Observer: Hal Weaver
Location: Hubble Space Telescope, Earth Orbit
Date: August 27, 1997 - February 19, 1998
The above figure shows the post-perihelion images of Hale-Bopp obtained with the Space Telescope Imaging Spectrograph (STIS) on the Hubble Space Telescope (HST). Each frame is only 1.25 x 1.25 arcsec in size (25 x 25 CCD pixels), which means that we are focussing here on the innermost regions of the coma. The horizontal bar in each case subtends a distance of 500 km at the comet.
All three images have been normalized to the same peak brightness and displayed using the same logarithmic intensity stretch. There has been no image processing to enhance, for example, any coma jets or shell structures that might be present. The images have not been rotated to a common orientation because that would involve resampling the images, which leads to degradation of the resolution. Instead, the compasses show the celestial orientation of each image.
Inspection of the above images does not reveal any obvious companion(s) to the main nucleus of Hale-Bopp. The peak pixel stands out more clearly in the Aug97 image than in the other two images, which could be interpreted as the effect of two unresolved nuclei. But such an effect could also be produced if the light from a single nucleus falls near the border of two pixels. Detailed modeling must be performed before anything more can be said.
If there is a companion, then either it has remained within 1 STIS pixel (0.05 arcsec) of the primary for more than 3 months, or we were unlucky and observed near the time of an orbital transit event (i.e., when the two objects appear to move across each other) in both Nov97 and Feb98.
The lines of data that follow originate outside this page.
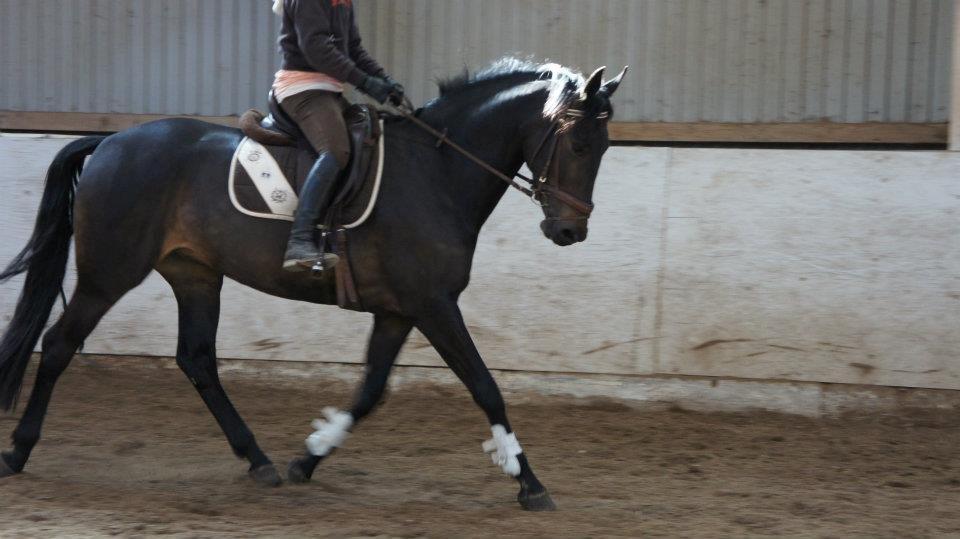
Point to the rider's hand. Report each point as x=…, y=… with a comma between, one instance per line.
x=396, y=91
x=377, y=88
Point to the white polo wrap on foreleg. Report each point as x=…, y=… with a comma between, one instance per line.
x=503, y=449
x=331, y=433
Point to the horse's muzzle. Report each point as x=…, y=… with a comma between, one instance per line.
x=564, y=232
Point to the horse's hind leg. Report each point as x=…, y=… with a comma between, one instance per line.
x=197, y=289
x=86, y=308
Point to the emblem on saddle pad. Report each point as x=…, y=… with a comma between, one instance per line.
x=259, y=186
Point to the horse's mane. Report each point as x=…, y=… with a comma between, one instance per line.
x=564, y=84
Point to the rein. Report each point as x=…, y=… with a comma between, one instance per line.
x=538, y=189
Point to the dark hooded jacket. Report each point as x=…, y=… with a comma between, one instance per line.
x=322, y=36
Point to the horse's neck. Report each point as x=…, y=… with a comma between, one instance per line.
x=493, y=135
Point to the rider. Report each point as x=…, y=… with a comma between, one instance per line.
x=321, y=50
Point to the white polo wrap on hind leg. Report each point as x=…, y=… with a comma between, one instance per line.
x=503, y=449
x=331, y=433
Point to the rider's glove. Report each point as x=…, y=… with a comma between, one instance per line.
x=377, y=88
x=396, y=91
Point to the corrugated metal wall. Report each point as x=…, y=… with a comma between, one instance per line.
x=693, y=60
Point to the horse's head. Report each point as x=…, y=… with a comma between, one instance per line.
x=564, y=150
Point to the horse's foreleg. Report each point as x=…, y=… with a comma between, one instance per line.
x=59, y=344
x=198, y=296
x=389, y=334
x=450, y=336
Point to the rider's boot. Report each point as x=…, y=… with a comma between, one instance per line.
x=302, y=252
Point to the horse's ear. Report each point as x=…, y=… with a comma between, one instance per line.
x=611, y=86
x=592, y=86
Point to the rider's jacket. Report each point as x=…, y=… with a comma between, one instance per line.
x=322, y=36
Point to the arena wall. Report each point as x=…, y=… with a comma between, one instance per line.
x=727, y=62
x=828, y=266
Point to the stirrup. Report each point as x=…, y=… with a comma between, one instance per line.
x=326, y=260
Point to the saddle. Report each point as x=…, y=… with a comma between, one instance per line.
x=271, y=165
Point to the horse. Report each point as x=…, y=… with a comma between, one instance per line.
x=132, y=209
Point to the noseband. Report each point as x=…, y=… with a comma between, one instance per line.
x=539, y=190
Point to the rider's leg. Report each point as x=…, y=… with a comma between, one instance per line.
x=319, y=115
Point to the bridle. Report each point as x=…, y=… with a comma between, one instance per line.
x=539, y=190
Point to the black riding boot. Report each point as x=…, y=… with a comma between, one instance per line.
x=317, y=193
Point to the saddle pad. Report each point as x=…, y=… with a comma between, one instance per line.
x=264, y=182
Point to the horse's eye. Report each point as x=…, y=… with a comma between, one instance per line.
x=580, y=148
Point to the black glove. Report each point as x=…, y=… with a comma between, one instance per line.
x=377, y=88
x=396, y=91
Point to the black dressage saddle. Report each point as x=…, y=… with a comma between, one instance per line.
x=279, y=133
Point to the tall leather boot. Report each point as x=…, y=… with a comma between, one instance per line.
x=318, y=190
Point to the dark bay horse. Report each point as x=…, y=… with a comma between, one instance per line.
x=154, y=197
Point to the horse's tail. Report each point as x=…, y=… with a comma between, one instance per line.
x=44, y=259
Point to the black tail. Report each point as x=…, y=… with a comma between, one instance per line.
x=45, y=261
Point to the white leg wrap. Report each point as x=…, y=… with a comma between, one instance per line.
x=330, y=433
x=503, y=449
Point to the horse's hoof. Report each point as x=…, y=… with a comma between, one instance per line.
x=5, y=470
x=266, y=476
x=539, y=501
x=296, y=473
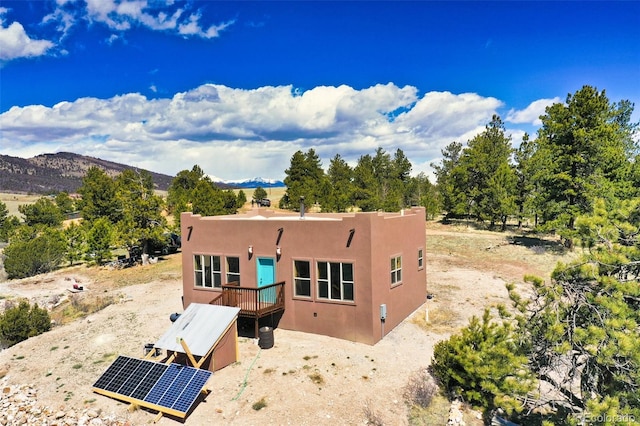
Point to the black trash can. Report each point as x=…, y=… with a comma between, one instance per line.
x=265, y=337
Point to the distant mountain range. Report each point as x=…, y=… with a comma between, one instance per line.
x=64, y=171
x=250, y=183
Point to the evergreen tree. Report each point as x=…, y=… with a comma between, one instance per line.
x=34, y=250
x=490, y=178
x=427, y=196
x=304, y=178
x=180, y=193
x=43, y=212
x=484, y=364
x=7, y=223
x=587, y=146
x=366, y=196
x=99, y=197
x=525, y=187
x=451, y=182
x=258, y=194
x=581, y=328
x=142, y=222
x=241, y=198
x=64, y=202
x=76, y=245
x=99, y=239
x=340, y=176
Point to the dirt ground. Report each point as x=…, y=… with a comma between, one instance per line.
x=304, y=379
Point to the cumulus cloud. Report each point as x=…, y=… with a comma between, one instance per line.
x=532, y=113
x=122, y=15
x=117, y=15
x=16, y=43
x=238, y=133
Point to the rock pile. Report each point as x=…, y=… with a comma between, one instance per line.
x=19, y=406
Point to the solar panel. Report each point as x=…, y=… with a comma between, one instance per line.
x=171, y=389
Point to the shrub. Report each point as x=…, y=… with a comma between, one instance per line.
x=34, y=252
x=20, y=322
x=484, y=365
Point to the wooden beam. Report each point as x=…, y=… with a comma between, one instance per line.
x=188, y=352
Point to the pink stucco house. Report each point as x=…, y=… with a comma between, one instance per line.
x=354, y=276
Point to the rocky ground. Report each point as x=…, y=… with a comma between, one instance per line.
x=304, y=379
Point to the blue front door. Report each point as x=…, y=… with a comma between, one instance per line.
x=266, y=276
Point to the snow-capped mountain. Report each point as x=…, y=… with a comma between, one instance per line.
x=251, y=183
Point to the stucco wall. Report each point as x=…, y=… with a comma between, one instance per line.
x=318, y=238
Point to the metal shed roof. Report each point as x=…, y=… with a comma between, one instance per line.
x=200, y=326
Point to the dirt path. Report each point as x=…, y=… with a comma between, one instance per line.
x=303, y=379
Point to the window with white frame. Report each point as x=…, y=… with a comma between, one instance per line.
x=396, y=270
x=335, y=281
x=233, y=270
x=207, y=271
x=302, y=278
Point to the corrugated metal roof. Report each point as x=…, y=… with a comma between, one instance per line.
x=200, y=326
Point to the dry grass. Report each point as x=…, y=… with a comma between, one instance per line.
x=12, y=201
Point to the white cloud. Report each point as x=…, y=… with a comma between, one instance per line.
x=125, y=14
x=532, y=113
x=238, y=133
x=15, y=43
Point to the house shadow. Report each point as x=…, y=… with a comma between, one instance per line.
x=247, y=326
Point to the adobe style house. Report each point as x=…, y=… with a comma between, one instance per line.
x=354, y=276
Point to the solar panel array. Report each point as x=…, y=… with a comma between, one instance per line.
x=169, y=388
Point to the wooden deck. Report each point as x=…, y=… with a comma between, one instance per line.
x=253, y=302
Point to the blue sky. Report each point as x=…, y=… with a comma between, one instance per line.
x=238, y=87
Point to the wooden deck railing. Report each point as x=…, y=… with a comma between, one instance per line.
x=253, y=302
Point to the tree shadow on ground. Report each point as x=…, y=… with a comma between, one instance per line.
x=538, y=245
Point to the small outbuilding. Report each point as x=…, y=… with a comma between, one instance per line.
x=204, y=336
x=354, y=276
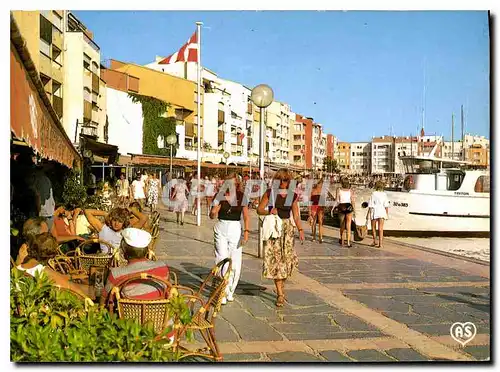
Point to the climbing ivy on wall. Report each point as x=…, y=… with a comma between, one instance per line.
x=154, y=124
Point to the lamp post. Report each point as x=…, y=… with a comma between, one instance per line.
x=171, y=140
x=262, y=96
x=226, y=156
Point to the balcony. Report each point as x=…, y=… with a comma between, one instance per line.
x=57, y=38
x=57, y=73
x=95, y=83
x=189, y=129
x=87, y=111
x=89, y=130
x=57, y=103
x=221, y=117
x=220, y=137
x=46, y=65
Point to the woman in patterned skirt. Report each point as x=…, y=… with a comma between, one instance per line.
x=280, y=259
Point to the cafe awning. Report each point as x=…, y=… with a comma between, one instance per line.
x=32, y=117
x=107, y=153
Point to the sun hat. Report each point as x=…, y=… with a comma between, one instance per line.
x=136, y=238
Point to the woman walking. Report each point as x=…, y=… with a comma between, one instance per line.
x=317, y=211
x=209, y=192
x=378, y=211
x=153, y=191
x=227, y=232
x=345, y=201
x=180, y=199
x=280, y=258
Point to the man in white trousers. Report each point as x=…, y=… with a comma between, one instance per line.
x=228, y=207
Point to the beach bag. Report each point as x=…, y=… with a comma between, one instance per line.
x=360, y=231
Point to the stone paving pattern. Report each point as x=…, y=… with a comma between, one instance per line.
x=253, y=317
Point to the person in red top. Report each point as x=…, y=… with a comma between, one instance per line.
x=134, y=245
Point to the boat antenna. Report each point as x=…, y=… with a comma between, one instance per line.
x=452, y=136
x=463, y=138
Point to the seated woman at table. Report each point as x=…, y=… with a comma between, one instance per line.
x=63, y=228
x=111, y=230
x=135, y=245
x=33, y=256
x=138, y=219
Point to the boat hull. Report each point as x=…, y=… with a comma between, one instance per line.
x=418, y=214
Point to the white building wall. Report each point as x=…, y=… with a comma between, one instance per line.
x=125, y=122
x=73, y=83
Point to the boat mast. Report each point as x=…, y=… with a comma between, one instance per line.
x=452, y=137
x=463, y=138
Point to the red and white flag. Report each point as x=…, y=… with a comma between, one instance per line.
x=187, y=53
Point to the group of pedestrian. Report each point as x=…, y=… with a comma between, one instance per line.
x=145, y=190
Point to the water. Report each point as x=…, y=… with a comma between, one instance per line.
x=478, y=248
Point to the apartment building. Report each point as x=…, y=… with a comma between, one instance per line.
x=360, y=158
x=331, y=144
x=318, y=147
x=403, y=146
x=44, y=33
x=306, y=125
x=85, y=93
x=382, y=156
x=344, y=156
x=297, y=142
x=125, y=117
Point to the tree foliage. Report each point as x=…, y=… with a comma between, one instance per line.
x=330, y=165
x=50, y=325
x=154, y=124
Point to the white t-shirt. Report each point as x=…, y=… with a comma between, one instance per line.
x=377, y=204
x=37, y=269
x=138, y=187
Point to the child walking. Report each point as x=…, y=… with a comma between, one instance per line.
x=378, y=211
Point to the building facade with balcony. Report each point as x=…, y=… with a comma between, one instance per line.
x=344, y=156
x=318, y=147
x=297, y=142
x=85, y=93
x=44, y=32
x=360, y=158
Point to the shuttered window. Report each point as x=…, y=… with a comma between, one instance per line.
x=45, y=30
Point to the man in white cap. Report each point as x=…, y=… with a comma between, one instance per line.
x=135, y=247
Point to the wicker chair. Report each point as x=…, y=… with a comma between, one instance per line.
x=205, y=311
x=155, y=233
x=66, y=265
x=144, y=311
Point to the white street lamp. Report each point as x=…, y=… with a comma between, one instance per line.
x=171, y=140
x=226, y=155
x=262, y=95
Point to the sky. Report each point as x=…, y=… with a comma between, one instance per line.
x=359, y=74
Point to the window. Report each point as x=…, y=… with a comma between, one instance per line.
x=58, y=21
x=86, y=94
x=86, y=61
x=56, y=89
x=45, y=48
x=45, y=30
x=56, y=54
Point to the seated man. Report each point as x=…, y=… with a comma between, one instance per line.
x=135, y=246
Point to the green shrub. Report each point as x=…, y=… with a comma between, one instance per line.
x=50, y=325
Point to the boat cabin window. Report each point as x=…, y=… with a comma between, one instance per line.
x=455, y=180
x=482, y=184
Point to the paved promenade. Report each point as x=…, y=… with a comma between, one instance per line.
x=344, y=304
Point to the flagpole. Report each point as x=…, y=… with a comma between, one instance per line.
x=198, y=99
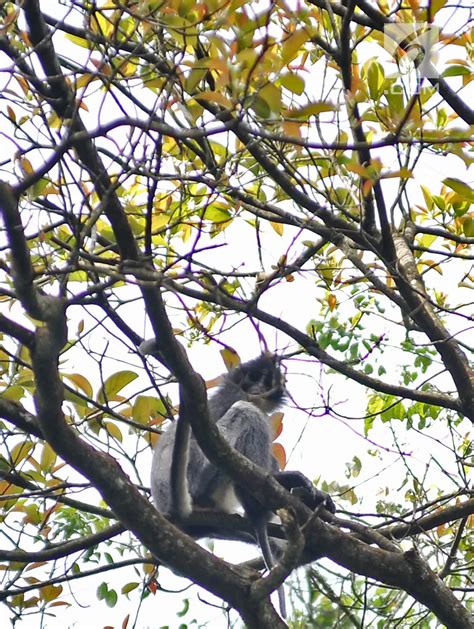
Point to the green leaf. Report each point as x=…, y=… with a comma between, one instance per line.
x=292, y=82
x=468, y=227
x=460, y=187
x=375, y=80
x=311, y=109
x=115, y=383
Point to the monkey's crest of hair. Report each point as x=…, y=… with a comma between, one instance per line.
x=260, y=380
As you may know, Zdenek Sekanina (JPL) claims to detect at least one, and possibly several, companions to Hale-Bopp based on a detailed analysis of the pre-perihelion HST images taken with the WFPC2. I point out that these companions, if they exist, are also not obviously present in the HST images. Their presence is deduced only after comparing model images with the observed images. Thus, the apparent lack of obvious companions in the STIS images discussed above does not rule out the possibility that Hale-Bopp has companions of the type described by Sekanina.